Chapter 14
Welton, almost stupefied as he was by the latest proof of the widespread nature of the organization of which Miss Ferriby was the apparent head, had no intention of allowing his new opportunity of learning details about it slip away.
But when the window was shut down, he gave himself a few minutes for reflection before he tried to find out more from the unseen informant whose voice he had recognized.
So he reached a rustic bench, which stood in a nook in the grounds under the spreading branches of an old cedar tree, and sat down to think over what he had heard.
Not that there was any great shock in what he had just learnt. Having already found out that the two menservants, Box and Cockett, played the spy in different houses in the city, it was not surprising to find that there were women also employed in the same infamous business.
Neither was it astonishing that he should again have happened to meet one of the gang at the house of an acquaintance, since it was because he had seen Lady Mirfield at The Lawns that he had made her acquaintance.
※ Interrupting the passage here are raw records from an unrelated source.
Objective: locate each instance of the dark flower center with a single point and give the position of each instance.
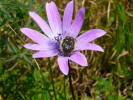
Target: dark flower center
(67, 45)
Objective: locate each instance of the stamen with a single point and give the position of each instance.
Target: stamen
(67, 45)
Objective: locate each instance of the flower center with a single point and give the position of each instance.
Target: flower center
(67, 45)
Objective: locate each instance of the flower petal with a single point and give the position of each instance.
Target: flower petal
(44, 54)
(88, 46)
(67, 18)
(54, 18)
(91, 35)
(79, 59)
(34, 35)
(38, 46)
(63, 64)
(77, 24)
(41, 23)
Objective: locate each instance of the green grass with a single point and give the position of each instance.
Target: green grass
(109, 75)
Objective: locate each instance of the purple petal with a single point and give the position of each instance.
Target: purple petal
(67, 18)
(88, 46)
(79, 59)
(41, 23)
(38, 46)
(77, 24)
(34, 35)
(63, 64)
(54, 18)
(91, 35)
(44, 54)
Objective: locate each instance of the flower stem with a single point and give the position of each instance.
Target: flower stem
(52, 78)
(70, 82)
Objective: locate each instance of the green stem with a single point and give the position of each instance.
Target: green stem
(70, 82)
(52, 78)
(43, 78)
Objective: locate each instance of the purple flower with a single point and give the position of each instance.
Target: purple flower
(62, 36)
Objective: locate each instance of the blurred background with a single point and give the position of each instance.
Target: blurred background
(109, 75)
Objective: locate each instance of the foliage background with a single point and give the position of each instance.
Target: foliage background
(109, 75)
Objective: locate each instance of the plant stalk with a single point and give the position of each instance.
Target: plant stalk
(70, 82)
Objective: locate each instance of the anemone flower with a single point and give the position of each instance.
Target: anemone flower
(61, 37)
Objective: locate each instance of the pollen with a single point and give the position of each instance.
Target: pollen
(67, 45)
That which amazed him the most in connection with this business was the boldness with which it was carried on, an example of which he had just had in the words used by the unseen woman.
The maid made no pretence of innocence concerning the doings of the gang; but boldly assuming that Welton knew the sort of society in which he lived, she frankly advised him either to join it, or else to give it up and hold his tongue.
And she emphasized her warning by the most cynical openness as to the lives she and her fellow-conspirators led. "We live like fighting-cocks," was her terse comment and inducement to him to join them.
More and more evident did it become to him that he would have to tread warily if he would not draw down upon himself the vengeance of the gang. He had already faced the possibility of his having been overheard by Cockett when he gave his warning to Mr. Ospringe. Now he was sure that he had been listened to by unseen ears of the maid when he was advising Lady Mirfield not to have anything further to do with Miss Ferriby.
The knowledge that he could not move a step in any direction without finding some member of the gang, sometimes utterly unsuspected, on his track, was disconcerting and oppressive in the extreme. It complicated matters by making it difficult for him to approach the police except by letter, and in such a matter he felt that a personal interview was infinitely to be preferred to any other form of communication.
In the meantime he knew that he must lose no time if he meant to try to make the maid who had just spoken to him yield him further information. Miss Ferriby had told him she would be engaged ten to twenty minutes with her visitor, and there was not much left of that time.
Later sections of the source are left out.